Michael Chalmers is the publisher of an Eastern Panhandle newspaper, the Observer. It is based in Shepherdstown, a picturesque college town near the Maryland border which has not succumbed to heroin. Chalmers, who is forty-two, grew up in Martinsburg, and in 2014 he lost his younger brother, Jason, to an overdose. I asked him why he thought that Martinsburg was struggling so much with drugs. “In my opinion, the desperation in the Panhandle, and places like it, is a social vacancy,” he said. “People don’t feel they have a purpose.” There was a “shame element in small-town culture.” Many drug addicts, he explained, are “trying to escape the reality that this place doesn’t give them anything.” He added, “That’s really hard to live with—when you look around and you see that seven out of ten of your friends from high school are still here, and nobody makes more than thirty-six thousand a year, and everybody’s just bitching about bills and watching these crazy shows on reality TV and not doing anything.”
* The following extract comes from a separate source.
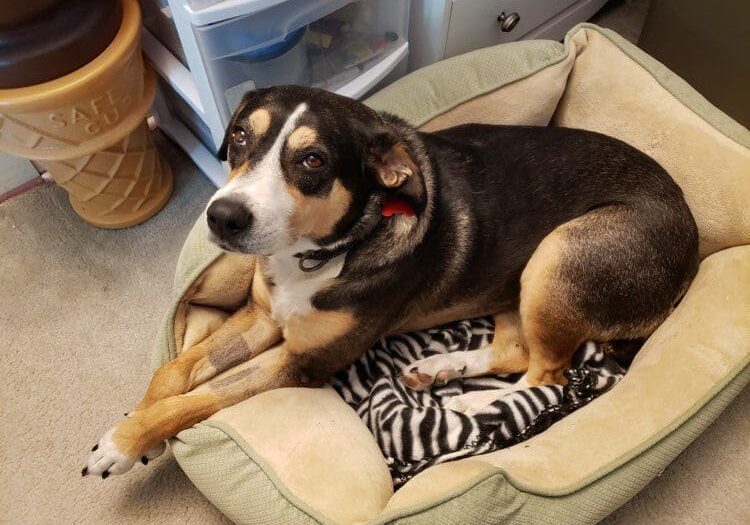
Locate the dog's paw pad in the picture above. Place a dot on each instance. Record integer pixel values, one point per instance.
(434, 370)
(106, 459)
The Interwoven mill, derelict and grand, still dominates the center of Martinsburg. One corner of it has been turned into a restaurant, but the rest sits empty. Lately, there’s been talk of an ambitious renovation. A police officer named Andrew Garcia has a plan, called Martinsburg Renew, which would turn most of the mill into a rehab facility. Todd Funkhouser, who runs the Berkeley County Historical Society, showed me around one day. “Martinsburg is an industrial town,” he said. “That’s its identity. But what’s the industry now? Maybe it will be drug rehab.

I know, you're saying "Another story of Trump-voting white junkies who ruined the country for the rest of us?"

I'm starting to think that people voted for Trump in the Rust Belt for the same reason these states have succumbed to smack: they've tried everything else and they're still miserable.  Then along comes heroin in the same way Donald Trump came along with the cheap high of outrage and racism.  But like heroin, you need more and more outrage and hatred to be effective, and pretty soon you're addicted to it.

When these states -- and Kentucky is one of them, believe me -- crash from the high, it's going to get ugly, violent, and deadly.